In the present work, the convention used for the value of the pion mass in the isospin limit is irrelevant, because we account for isospin breaking when comparing our calculation with experiment. In Fig. 20, however, it does matter: the straight line that shows the behaviour at leading order (LO), for instance, depends on it. We identify the isospin limit of the pion mass with the mass of the charged pion, while in [15], the mass of the neutral pion was used. If isospin breaking corrections are not applied, that choice is preferable because isospin breaking in the masses of the pions is dominated by electromagnetism, which barely affects the mass of the neutral pion. We correct for the difference in the same way as for the isospin breaking corrections, using \(\chi \)PT. At LO, the transformation of the amplitude from one convention to the other amounts to a mere rescaling of the vertical axis, by the factor \(M_{\pi ^+}^2/M_{\pi ^0}^2\,(M_\eta ^2-M_{\pi ^0}^2)/(M_\eta ^2-M_{\pi ^+}^2)\simeq 1.074\). At one-loop, the isospin limit of the chiral representation is given by \(M_c^{\mathrm {GL}}(s,t,u)\) and the real parts are readily worked out for \(M_\pi =M_{\pi ^0}\) as well as for \(M_\pi =M_{\pi ^+}\). The ratio of the real parts remains roughly constant, but at a slightly larger value. We expect this to be the case for the dispersive representation as well – the red curve in Fig. 20 is obtained from the one shown in the old figure by stretching the values with the one-loop result for the ratio of the real parts.

For comparison, the open circles in Fig. 20 show the real part of the amplitude belonging to the matching solution, fit\(\chi _4\). The main difference between this representation and the one obtained in Ref. [15] is that the \(\pi \pi \) phase shifts are now known much more precisely. The figure shows that the old calculation underestimates the amplification of the amplitude by the final state interaction at threshold, but overestimates its growth with the energy.

The figure also shows the outcome of two more recent calculations [43, 47]. Kampf, Knecht, Novotný and Zdrádhal [43] have adopted a dispersive approach as well, but instead of solving the dispersion relations numerically, they have solved them analytically by iterations, stopping at the second iteration. This corresponds to a two-loop \(\chi \)PT representation from the analytic point of view, but the subtraction constants are not exactly related to the LEC of \(\chi \)PT, as the authors explain in their paper.

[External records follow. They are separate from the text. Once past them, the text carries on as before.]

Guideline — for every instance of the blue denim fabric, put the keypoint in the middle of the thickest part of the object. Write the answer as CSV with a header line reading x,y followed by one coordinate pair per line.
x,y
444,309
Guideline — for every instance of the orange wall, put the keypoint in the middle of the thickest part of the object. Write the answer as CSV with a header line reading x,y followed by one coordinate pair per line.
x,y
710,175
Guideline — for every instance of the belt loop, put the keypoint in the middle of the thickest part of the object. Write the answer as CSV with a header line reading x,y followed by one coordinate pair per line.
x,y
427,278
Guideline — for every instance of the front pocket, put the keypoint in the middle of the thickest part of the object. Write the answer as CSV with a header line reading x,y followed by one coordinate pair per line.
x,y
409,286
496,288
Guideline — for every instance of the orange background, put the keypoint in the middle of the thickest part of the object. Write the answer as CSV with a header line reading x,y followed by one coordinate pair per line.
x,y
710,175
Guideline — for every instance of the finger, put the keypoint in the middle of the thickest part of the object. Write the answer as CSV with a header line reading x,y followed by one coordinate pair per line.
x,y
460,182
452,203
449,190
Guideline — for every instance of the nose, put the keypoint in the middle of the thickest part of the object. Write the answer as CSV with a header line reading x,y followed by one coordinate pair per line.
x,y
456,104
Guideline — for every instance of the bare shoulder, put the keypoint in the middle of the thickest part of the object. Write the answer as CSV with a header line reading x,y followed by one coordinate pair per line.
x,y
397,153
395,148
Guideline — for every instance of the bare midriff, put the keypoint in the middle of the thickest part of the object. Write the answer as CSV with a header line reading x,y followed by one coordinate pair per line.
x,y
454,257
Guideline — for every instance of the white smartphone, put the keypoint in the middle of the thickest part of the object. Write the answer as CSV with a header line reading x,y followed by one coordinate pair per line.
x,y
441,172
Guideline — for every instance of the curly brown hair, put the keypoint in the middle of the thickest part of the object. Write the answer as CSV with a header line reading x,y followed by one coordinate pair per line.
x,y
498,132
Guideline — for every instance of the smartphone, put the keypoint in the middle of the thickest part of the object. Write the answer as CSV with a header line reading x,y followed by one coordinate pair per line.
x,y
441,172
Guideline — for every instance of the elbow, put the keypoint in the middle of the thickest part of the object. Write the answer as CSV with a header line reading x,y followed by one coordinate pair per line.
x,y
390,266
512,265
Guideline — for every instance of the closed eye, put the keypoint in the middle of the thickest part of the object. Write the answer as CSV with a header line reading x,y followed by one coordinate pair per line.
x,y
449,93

In this connection, we refer to the detailed comparison of the dispersive approach with the two-loop representation of \(\chi \)PT given above (Sect. 6). Their approach also differs from ours in the way the normalization of the amplitude is fixed from theory: while we use the value of the Taylor invariant \(K_0\), they use the imaginary part of the amplitude along the line \(t=u\).

Figure 20 compares their result for the real part of the amplitude along the line \(s=u\) with the outcome of the present work. By construction, both representations reproduce the Dalitz plot distribution of KLOE – in the physical region of the decay, they are nearly the same up to normalization. Below threshold, however, the difference is very clearly visible: at small values of s, where current algebra predicts the occurrence of an Adler zero at \(s=\frac{4}{3}M_\pi ^2\), the amplitude of Kampf et al. goes astray. We encountered a similar phenomenon in Sect. 5.4: Fig. 10 shows that our calculation also goes astray if we allow for 6 subtraction constants and fit the data on the Dalitz plot distribution by treating these as free parameters. According to Martin Zdráhal [119], this deficiency can be repaired without affecting significantly the rest of the calculation and in particular the fit to data, but detailed results for this improved analysis within their approach have not been published. Note also that their work does not account for isospin breaking corrections. The published value \(Q=23.3(8)\) is significantly higher than ours, but in view of the shortcomings of the underlying analysis, this does not come as a surprise.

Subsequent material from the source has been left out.